This Land Is My Land

Random Lengths News | May 10, 2006
Early one morning recently with the skies overcast and gray I sat sipping my coffee on the back porch contemplating the jets flying off to the South Seas when I heard the faint sound of music in air. The children over at the 15th Elementary School were singing Woody Guthrie’s anthem “This Land Is Your Land,” a song most of us learn in our early childhood years.

You could probably get through the chorus if I just struck up the tune and the usual first three verses would sound familiar too – As I was walking - that ribbon of highway or I saw below me - that golden valley – all start to come back from the latent memories of youth. Some folks call it the “people’s national anthem” in part because of its popular appeal, in part because of its expression of unity but what you may not know is that there are three more verses not included in the popular version. This one verse may explain why–

it>As I went walking I saw a sign there,

and on the sign it said “no trespassing”

But on the other side it didn’t say nothing

That side was made for you and me.
(The complete lyrics can be found at www.woodyguthrie.org)

You see Guthrie was writing from the immigrant point of view, being a refugee of the Dust Bowl himself during the Great Depression. It was a time when whole families were moved off the land, packed up in an old model T-Ford pickup and headed for California– the land of milk and honey or as Author Lauren Coodley prefers to call it “Orange Groves and Jails” in the title of her book. The whole story, of course, can be found in Steinbeck’s Grapes of Wrath, which should be made mandatory reading for anyone graduating from public schools in the Golden State these days. In short immigration and the backlash to it have been here since the beginning– Juan Cabrillo didn’t even have a passport and in the grand scale of time even the Chumash Indians have only been here some 15,000 years. Fact is we are all immigrants on this bus!

During the desperate days of the Depression the LAPD was dispatched by the Mayor of Los Angeles Frank Shaw, to illegally intercept the hoards of Oakies arriving by the truckloads looking for work at the California boarders. The sign at the boarder said “lot full” on the other it didn’t say nothing, that was Woody’s side. This and a multitude of other historic examples explains some of the current populist xenophobia about illegal immigrants and the presence of the civilian “Minutemen” who have recently been “protecting” our southern boarders from the new hoards. The thing is for all of our talk of “freedom and Liberty for all” we really mean “just for some of us who are already here” and the inscription on the Statue of Liberty isn’t serious about accepting “your tired, your poor, your huddled masses yearning to breathe free.” We seem to only want the ones who have enough money to buy their way in and not be a burden on society– like former dictators of puppet régimes that we’ve supported who stashed all their loot in American banks. Ferdinand and Emelda Marcos of the Philippines immediately come to mind, but there are more and will be more after the war in Iraq is over.

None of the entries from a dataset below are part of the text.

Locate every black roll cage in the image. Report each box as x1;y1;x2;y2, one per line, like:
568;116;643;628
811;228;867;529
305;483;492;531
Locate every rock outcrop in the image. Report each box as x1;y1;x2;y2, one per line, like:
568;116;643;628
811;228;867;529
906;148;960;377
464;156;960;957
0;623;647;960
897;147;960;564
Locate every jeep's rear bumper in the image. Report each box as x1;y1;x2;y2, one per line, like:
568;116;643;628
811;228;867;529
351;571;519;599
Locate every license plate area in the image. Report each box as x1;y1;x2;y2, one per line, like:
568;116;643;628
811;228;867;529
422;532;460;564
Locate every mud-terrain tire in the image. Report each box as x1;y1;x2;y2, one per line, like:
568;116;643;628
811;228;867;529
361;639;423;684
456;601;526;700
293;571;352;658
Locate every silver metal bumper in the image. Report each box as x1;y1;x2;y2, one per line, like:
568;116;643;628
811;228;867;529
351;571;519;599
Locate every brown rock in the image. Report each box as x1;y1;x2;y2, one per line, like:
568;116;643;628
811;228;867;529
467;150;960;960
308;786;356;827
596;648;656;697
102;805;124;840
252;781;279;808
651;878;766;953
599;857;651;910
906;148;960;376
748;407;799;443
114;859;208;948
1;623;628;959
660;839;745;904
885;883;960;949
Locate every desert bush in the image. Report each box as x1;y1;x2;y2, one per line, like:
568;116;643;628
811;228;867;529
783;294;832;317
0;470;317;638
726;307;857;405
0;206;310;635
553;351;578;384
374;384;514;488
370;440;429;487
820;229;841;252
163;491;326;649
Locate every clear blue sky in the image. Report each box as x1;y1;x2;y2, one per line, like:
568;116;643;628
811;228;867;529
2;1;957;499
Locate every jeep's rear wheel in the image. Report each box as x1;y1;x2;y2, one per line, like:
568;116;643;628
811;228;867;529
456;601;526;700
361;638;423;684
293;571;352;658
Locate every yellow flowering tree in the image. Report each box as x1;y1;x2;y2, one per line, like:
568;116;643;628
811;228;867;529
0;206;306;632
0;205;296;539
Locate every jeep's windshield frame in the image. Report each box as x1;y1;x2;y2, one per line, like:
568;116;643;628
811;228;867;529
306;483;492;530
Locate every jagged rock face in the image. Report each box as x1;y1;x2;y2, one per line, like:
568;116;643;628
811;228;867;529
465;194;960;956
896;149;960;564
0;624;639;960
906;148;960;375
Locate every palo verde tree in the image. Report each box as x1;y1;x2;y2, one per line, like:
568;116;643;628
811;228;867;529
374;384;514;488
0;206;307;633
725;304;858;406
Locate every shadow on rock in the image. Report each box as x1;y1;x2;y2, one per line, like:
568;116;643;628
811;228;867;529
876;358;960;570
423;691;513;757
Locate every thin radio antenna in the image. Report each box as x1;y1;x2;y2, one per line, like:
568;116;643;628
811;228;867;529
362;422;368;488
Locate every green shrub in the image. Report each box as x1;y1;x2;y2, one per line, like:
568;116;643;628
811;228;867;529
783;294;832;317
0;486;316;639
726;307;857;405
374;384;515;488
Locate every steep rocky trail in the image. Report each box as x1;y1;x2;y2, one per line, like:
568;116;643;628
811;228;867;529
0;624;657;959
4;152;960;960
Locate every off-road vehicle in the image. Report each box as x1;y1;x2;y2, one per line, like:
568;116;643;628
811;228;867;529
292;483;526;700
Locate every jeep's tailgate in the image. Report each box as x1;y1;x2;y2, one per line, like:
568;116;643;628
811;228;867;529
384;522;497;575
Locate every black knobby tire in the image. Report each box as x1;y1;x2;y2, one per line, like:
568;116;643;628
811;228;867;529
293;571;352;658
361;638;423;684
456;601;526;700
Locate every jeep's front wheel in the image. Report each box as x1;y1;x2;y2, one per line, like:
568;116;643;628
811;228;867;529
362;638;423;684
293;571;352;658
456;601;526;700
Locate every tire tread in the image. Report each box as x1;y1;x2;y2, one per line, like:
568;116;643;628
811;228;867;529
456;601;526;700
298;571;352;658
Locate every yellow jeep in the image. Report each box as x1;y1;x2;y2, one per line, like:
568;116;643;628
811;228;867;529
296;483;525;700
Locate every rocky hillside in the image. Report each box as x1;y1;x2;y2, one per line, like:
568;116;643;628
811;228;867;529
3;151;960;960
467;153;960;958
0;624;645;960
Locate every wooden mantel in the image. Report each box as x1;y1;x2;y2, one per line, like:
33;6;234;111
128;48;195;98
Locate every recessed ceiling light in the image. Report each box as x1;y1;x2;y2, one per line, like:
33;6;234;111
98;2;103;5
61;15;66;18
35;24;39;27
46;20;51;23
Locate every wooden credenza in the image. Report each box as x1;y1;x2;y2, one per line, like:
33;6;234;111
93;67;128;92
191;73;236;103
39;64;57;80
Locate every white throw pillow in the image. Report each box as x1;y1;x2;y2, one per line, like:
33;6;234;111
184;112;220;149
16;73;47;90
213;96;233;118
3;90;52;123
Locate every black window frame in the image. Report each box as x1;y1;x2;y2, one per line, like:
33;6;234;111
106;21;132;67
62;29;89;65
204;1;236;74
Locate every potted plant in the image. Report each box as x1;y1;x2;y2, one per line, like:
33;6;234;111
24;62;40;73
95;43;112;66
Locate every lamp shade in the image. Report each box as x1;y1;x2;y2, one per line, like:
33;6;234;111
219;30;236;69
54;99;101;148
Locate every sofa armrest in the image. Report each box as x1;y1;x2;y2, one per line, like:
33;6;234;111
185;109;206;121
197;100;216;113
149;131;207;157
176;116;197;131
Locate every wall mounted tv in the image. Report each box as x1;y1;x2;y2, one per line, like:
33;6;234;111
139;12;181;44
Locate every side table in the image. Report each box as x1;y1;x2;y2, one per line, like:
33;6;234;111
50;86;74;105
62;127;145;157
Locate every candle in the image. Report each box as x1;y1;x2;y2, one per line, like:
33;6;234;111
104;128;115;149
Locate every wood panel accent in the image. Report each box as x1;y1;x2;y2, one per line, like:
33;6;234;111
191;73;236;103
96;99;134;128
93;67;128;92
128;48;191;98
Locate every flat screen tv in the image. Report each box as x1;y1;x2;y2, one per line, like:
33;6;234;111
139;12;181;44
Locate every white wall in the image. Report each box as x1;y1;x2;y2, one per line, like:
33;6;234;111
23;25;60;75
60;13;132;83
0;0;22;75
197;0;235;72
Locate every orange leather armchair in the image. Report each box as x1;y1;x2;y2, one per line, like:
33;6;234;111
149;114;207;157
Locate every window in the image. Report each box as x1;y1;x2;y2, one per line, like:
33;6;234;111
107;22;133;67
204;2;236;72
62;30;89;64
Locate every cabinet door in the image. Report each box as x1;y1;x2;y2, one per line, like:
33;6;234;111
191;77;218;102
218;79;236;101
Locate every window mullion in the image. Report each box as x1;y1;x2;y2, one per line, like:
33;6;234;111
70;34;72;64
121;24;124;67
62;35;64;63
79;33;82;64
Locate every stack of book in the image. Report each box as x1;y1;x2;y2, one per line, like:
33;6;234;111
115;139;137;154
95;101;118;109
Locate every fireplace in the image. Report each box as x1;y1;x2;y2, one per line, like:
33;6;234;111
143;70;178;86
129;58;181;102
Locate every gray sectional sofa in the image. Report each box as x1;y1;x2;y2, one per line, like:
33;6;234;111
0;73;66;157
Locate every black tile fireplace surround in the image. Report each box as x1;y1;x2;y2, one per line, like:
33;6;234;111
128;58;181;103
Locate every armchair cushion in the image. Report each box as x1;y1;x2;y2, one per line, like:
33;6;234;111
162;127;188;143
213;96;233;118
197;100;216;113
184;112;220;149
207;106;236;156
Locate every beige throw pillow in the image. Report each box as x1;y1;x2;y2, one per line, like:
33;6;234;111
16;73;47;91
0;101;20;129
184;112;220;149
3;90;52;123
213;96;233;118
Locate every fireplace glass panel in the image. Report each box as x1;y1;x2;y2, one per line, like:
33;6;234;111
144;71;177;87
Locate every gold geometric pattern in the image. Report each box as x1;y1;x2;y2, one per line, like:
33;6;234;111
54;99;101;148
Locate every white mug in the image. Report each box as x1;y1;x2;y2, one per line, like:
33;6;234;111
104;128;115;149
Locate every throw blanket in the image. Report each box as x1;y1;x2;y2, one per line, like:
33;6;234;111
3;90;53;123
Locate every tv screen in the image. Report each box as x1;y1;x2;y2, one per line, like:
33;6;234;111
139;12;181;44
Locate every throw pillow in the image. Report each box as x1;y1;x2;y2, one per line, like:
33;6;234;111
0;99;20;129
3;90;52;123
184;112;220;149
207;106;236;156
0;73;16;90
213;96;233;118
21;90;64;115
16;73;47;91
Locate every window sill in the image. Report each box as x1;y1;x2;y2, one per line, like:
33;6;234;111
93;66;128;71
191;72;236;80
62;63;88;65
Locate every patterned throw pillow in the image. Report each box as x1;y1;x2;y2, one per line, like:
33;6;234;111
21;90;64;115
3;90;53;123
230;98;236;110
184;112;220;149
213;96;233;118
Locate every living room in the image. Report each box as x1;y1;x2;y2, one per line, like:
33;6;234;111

It seems just about everything big this country has done since the Vietnam War some president has to call a war. The war on drugs, the war on terrorism, they will probably call the effort to stem the tide on Avian flu the War on Birds! I can just imagine scrambling an entire squadron of jet fighters to take down a flock of (illegally) migrating geese to protect the homeland. Are we now to make this a war on immigrants? The thing is that each and every one of these neuvo-wars has been a wonderful public relations ploy but all a veritable costly blunder in retrospect. You’d think we’d learn.

One thing that we are really good at in this country is making money, especially in California. My humble solution for immigration, illegal or otherwise, is to follow the example of Disneyland. Build a big parking lot in the middle of nowhere, preferably someplace south of Tucson on the boarder, put in a ticket booth and turn styles and charge admission.

As I understand, it costs somewhere over $5,000 to get a coyote to smuggle one across the boarder with no guarantee that they’ll either survive the experience or be successful at getting in. At America-the-theme-park, immigrants would be treated with respect, given a full medical exam and back ground check before entering, receive a green E-ticket card that gets them a social security number, medical card, guest worker ID and a free trip back across the boarder after the job is over or say three years, which ever comes first. And you can always come back again if you behave yourself. Now this isn’t particularly fair since none of our ancestors went through all of this but it would quell the objections of those on both the right and the left providing for a budget to offset the costs to society while providing a pathway to jobs that doesn’t leave them dying in our deserts.

One more thing: if Latin America is going to export its labor to us, we should return the favor and export our labor unions to them. Perhaps if they could raise wages and working conditions south of the boarder, more immigrants would simply stay home and build more stability there. Now there’s a concept for you. What if we used our economic and political clout to make conditions less oppressive in Mexico and Central America rather than starting another war? Certainly beats building a 1,951-mile long “Berlin Wall” between us and them.